复合式微型压电悬臂梁俘能系统的随机动力学及最优控制研究

Vibration-based piezoelectric energy harvesting system has received increasing attention due to its wide application in supplying energy to micro-electronic devices. The hybrid micro-piezoelectric cantilever energy harvesting system has remarkable advantages in both efficient bandwidth and output power,its dynamic research is currently one of the most active research fields. Up to now, the existing study about this kind of system mainly focuses on the dynamic analysis of deterministic systems from experimental and numerical analysis, while ignoring the effects of random factors.
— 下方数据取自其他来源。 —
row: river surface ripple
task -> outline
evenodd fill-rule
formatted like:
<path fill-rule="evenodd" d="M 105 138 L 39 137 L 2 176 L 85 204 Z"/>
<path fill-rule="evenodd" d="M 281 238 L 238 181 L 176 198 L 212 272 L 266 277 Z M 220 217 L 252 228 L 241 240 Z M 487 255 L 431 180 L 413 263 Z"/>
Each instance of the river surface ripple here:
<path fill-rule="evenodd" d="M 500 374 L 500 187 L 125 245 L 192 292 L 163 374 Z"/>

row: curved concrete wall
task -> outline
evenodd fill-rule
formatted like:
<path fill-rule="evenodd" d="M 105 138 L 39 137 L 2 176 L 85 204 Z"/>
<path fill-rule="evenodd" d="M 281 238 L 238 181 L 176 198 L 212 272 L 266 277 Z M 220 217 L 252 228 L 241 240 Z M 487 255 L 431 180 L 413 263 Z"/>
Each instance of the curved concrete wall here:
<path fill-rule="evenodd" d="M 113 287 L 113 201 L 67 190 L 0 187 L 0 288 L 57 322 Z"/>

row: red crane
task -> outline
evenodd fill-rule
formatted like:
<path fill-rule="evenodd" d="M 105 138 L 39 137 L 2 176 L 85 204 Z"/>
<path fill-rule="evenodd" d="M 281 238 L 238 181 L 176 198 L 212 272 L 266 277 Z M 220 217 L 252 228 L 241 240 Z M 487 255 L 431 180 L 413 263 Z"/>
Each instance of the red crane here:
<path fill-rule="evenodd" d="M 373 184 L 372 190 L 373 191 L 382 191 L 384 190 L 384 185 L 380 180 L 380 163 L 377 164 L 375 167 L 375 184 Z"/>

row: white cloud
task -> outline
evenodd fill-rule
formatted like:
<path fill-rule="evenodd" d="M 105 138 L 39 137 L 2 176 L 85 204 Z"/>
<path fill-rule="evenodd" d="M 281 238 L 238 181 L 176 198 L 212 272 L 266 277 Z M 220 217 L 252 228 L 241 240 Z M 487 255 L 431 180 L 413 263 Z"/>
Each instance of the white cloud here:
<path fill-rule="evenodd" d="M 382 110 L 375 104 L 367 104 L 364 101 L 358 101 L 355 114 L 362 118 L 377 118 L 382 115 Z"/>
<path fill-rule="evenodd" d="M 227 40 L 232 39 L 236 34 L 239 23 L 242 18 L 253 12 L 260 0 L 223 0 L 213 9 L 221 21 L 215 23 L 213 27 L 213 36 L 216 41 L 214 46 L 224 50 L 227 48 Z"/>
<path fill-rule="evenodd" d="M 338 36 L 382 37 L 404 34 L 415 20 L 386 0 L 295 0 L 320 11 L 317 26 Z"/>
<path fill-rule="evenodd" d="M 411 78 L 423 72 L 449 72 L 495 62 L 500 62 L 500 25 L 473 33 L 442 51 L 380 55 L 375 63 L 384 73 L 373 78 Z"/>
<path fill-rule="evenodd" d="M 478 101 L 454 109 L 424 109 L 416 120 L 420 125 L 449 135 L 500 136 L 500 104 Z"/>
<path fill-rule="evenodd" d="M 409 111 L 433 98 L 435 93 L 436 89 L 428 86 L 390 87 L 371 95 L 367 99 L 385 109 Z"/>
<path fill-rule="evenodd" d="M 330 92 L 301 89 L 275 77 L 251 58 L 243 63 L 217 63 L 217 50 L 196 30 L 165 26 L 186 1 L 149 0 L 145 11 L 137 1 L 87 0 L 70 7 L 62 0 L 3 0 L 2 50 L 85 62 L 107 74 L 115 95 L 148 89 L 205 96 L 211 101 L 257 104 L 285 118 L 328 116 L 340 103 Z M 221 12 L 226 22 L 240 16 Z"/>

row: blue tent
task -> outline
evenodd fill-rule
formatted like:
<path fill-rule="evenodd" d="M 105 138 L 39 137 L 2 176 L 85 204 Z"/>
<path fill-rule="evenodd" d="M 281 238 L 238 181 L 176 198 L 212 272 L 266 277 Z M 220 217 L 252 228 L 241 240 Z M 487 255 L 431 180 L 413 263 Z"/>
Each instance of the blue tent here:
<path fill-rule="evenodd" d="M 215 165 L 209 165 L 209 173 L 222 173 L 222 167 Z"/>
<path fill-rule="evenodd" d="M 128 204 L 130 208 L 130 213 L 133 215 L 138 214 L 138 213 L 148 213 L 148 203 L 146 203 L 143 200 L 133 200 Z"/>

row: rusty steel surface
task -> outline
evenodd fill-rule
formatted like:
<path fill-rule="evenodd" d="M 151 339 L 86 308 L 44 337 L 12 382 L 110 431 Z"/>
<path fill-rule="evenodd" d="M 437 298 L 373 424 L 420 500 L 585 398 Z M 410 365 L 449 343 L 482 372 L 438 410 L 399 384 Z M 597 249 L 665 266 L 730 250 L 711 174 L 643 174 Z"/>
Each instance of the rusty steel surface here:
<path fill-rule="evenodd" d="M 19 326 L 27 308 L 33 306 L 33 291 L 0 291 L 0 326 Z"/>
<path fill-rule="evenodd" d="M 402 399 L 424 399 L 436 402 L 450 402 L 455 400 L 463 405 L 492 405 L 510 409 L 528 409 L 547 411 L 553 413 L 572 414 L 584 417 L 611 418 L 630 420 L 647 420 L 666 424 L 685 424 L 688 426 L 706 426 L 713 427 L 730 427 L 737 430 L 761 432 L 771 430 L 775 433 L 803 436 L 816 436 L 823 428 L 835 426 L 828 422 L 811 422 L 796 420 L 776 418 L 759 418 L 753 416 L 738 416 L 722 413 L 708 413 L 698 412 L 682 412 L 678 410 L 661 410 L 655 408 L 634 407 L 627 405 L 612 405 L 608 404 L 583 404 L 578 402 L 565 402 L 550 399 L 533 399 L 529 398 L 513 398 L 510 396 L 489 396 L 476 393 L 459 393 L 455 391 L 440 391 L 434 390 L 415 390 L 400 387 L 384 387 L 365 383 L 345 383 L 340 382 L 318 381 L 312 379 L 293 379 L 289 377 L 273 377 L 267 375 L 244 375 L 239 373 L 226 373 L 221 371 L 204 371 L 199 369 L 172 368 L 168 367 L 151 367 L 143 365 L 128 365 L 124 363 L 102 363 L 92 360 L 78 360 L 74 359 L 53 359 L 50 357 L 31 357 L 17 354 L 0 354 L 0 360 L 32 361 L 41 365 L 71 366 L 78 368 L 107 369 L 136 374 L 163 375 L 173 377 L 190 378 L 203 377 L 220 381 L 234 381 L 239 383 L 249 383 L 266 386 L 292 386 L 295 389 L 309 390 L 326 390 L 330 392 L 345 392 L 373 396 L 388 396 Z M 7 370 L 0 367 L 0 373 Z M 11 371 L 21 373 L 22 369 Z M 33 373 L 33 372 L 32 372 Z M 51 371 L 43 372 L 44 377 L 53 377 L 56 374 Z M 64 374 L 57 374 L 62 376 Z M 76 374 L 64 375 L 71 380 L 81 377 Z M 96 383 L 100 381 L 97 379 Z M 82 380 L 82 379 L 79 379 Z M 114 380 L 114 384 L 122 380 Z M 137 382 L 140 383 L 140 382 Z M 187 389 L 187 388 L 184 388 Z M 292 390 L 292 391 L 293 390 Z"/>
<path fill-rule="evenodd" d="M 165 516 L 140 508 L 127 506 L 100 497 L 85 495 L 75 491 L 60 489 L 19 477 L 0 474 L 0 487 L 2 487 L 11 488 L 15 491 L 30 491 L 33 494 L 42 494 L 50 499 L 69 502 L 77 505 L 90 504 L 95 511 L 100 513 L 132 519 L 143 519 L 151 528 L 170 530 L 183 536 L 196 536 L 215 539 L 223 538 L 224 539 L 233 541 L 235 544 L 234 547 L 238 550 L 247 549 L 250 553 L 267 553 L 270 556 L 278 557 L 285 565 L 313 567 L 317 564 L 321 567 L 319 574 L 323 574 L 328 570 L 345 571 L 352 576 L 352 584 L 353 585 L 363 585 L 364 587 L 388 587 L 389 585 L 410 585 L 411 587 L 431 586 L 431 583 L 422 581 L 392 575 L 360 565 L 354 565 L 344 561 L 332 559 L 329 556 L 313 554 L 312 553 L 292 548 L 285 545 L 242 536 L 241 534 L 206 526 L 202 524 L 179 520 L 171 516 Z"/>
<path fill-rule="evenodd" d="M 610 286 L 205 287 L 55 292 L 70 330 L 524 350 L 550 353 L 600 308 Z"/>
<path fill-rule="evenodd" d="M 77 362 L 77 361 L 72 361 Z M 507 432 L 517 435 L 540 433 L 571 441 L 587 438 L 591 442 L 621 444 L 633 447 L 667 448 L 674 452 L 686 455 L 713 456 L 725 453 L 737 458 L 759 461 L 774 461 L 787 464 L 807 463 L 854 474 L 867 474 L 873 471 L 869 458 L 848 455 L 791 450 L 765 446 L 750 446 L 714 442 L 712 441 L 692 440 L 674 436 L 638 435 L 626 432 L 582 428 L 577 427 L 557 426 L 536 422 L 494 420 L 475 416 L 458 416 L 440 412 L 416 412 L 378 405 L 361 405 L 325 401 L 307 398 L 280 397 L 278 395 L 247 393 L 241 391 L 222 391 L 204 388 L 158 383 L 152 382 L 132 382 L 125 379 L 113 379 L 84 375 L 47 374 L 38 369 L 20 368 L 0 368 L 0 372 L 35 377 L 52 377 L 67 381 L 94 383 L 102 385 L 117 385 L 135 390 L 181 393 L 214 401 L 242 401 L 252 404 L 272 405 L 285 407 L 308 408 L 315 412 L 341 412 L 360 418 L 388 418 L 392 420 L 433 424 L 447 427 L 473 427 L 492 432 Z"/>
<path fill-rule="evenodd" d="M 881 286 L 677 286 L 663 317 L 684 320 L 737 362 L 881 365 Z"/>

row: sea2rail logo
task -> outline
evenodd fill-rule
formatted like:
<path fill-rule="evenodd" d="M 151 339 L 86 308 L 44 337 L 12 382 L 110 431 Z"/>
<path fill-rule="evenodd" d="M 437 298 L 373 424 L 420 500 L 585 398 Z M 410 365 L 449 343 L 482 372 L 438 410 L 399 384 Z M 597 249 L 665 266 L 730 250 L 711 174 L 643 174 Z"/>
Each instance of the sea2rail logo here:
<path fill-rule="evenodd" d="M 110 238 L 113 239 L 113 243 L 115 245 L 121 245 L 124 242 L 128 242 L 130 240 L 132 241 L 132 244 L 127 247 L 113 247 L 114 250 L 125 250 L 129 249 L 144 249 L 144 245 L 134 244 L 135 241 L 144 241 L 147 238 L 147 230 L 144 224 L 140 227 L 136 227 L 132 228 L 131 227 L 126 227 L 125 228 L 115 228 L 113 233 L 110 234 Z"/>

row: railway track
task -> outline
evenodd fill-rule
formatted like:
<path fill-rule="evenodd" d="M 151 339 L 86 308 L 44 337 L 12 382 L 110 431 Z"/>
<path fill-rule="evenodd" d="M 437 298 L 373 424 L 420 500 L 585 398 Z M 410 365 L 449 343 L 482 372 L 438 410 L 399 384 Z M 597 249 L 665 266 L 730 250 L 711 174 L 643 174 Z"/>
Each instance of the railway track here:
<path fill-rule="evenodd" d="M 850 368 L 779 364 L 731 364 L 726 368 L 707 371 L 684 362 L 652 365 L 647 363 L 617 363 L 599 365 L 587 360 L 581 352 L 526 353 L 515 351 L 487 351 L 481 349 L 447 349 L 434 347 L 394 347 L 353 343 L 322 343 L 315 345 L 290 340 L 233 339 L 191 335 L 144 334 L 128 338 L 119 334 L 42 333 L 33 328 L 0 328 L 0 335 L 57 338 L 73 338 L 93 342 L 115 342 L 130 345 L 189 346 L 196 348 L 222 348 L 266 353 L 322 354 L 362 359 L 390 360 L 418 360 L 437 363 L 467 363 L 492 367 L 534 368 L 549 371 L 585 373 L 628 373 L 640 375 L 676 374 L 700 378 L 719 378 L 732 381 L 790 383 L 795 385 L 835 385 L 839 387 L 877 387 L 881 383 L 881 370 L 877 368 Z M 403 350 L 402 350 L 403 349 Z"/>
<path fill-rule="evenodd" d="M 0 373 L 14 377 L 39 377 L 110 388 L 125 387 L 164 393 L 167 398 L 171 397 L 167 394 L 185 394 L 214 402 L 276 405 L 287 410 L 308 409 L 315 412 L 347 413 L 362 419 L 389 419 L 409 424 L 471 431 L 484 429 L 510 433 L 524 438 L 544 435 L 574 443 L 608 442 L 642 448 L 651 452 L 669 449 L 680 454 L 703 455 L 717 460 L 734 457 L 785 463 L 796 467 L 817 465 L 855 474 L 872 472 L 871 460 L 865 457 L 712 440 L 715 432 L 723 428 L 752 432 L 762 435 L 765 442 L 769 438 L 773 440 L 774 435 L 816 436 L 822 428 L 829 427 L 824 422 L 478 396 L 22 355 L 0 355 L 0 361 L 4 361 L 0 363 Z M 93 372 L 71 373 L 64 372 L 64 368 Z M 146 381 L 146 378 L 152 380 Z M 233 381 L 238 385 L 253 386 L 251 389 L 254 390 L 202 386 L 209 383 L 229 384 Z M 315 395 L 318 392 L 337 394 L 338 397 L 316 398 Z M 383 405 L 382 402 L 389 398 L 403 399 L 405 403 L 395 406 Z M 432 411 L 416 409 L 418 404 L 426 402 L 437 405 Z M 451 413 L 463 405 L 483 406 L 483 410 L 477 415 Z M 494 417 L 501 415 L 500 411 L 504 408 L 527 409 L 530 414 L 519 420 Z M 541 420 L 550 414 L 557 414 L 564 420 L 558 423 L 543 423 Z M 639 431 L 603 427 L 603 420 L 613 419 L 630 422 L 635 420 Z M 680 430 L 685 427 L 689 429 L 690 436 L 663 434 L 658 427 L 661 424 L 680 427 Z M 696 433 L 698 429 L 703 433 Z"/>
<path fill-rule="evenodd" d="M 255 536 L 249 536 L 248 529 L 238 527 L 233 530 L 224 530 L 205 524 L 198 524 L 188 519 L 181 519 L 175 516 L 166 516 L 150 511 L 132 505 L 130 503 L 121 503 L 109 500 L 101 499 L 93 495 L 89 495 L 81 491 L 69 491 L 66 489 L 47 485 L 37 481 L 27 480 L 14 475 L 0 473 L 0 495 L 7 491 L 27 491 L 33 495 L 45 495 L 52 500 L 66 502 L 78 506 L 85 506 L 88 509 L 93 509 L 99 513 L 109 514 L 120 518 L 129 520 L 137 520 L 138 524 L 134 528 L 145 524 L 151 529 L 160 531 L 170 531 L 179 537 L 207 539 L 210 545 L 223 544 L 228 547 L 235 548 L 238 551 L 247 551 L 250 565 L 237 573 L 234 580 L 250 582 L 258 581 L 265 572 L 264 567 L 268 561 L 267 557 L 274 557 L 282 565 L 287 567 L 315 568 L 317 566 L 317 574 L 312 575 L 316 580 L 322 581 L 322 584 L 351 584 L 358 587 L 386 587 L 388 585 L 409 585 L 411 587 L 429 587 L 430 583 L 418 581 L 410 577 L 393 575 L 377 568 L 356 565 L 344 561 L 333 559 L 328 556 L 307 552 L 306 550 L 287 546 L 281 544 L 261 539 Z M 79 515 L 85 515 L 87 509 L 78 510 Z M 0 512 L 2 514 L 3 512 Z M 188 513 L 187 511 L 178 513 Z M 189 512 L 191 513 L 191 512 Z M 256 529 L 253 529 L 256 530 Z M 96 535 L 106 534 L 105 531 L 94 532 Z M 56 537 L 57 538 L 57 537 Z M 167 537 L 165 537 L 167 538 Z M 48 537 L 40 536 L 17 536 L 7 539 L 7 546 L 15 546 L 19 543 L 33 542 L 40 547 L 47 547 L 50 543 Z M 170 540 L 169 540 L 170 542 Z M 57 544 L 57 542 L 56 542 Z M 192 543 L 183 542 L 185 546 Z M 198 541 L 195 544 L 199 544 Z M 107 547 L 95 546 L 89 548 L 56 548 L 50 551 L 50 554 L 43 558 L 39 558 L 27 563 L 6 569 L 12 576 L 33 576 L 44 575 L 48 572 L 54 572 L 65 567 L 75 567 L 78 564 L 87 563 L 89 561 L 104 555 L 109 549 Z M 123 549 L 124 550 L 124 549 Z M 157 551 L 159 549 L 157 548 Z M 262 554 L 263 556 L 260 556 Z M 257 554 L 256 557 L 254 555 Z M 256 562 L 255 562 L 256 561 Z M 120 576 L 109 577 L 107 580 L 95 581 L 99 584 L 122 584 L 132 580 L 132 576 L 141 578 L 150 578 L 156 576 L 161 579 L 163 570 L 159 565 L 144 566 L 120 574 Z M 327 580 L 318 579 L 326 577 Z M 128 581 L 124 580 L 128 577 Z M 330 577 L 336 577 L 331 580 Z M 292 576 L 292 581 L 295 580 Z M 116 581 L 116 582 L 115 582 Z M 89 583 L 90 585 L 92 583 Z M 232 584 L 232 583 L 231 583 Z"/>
Thus, this project aims at the stochastic hybrid micro-piezoelectric cantilever energy harvesting system, and is intended to study the stochastic dynamical characteristics and optimal control problem. The main contents are as follows: The stochastic responses and bifurcations are discussed based on the stochastic multi-scale technique. For analyzing the stochastic stability of this system, the expression of the moment Lyapunov exponent is obtained based on stochastic averaging method and L. Arnold perturbation method. Furthermore, the stochastic optimal control strategy for improving the output energy is constructed by means of stochastic dynamic programming principle. Finally, the numerical simulation is employed to verify the effectiveness and accuracy of the proposed methods. The fulfillment of this project will enrich the research achievements of the stochastic hybrid micro-piezoelectric energy harvesting system and provide some theoretical support for the engineering and science problems in the field of piezoelectric energy harvesting.

微电子设备对可持续自供能微电源的需求，使基于环境振动的压电俘能系统受到广泛关注。而复合式微型压电悬臂梁俘能系统，在有效频宽和输出功率两方面都有优势，其动力学研究已成为当前学术界的热点。目前的研究主要集中于从实验和数值角度对确定性系统进行动力学分析，而忽略了随机因素的影响。本项目拟以随机复合式微型压电悬臂梁俘能系统为研究对象，考虑系统的随机动力学特性和最优控制问题。主要内容包括：应用随机多尺度法研究系统的随机响应和分岔现象；基于随机平均法和L. Arnold摄动法等推导系统的矩Lyapunov指数，进而讨论系统的随机稳定性；利用随机动态规划原理，构造以能量输出最优为指标的随机最优控制策略；并借助数值模拟验证上述理论方法的有效性。本项目的进行将丰富随机复合式微型压电悬臂梁俘能系统的研究成果，为压电俘能领域相关工程和科学问题的解决提供一定的理论依据。

对压电能量俘获系统的随机非线性动力学和控制问题的研究是当今非线性科学研究领域最活跃的科学前沿之一。经过3年探索，项目组开展并完成了如下研究工作：完成了窄带噪声激励下具有多稳态特性的能量俘获系统的随机动力学特性的研究；完成了具有高阶非线性刚度的多稳态压电能量俘获系统的响应和能量俘获特性的研究；完成了有界随机参数作用下非线性压电能量俘获系统的正交多项式逼近分析，对其随机分岔进行了研究；克服模型复杂性，完成了具有谐振电路的二自由度的三稳态压电能量俘获系统的动力学问题的研究工作，得到了系统的频率响应方程和稳定性条件；完成了非线性能量俘获系统输出电压和电量的理论分析，得到了其滞后标准；借助首次穿越时间和概率密度，完成了随机三稳态非线性系统的跃迁行为的研究。完成了具有非线性能量汇的基底激励下系统的动力学特性的研究。在本项目的资助下，已出版论文22篇，其中SCI检索论文 21篇，会议论文1篇。第一作者代表性论文发表在Communications in Nonlinear Science and Numerical Simulation、Nonlinear Dynamics 、Journal of Vibration and Control上，其中1篇入选ESI热点论文，2篇入选ESI高被引论文。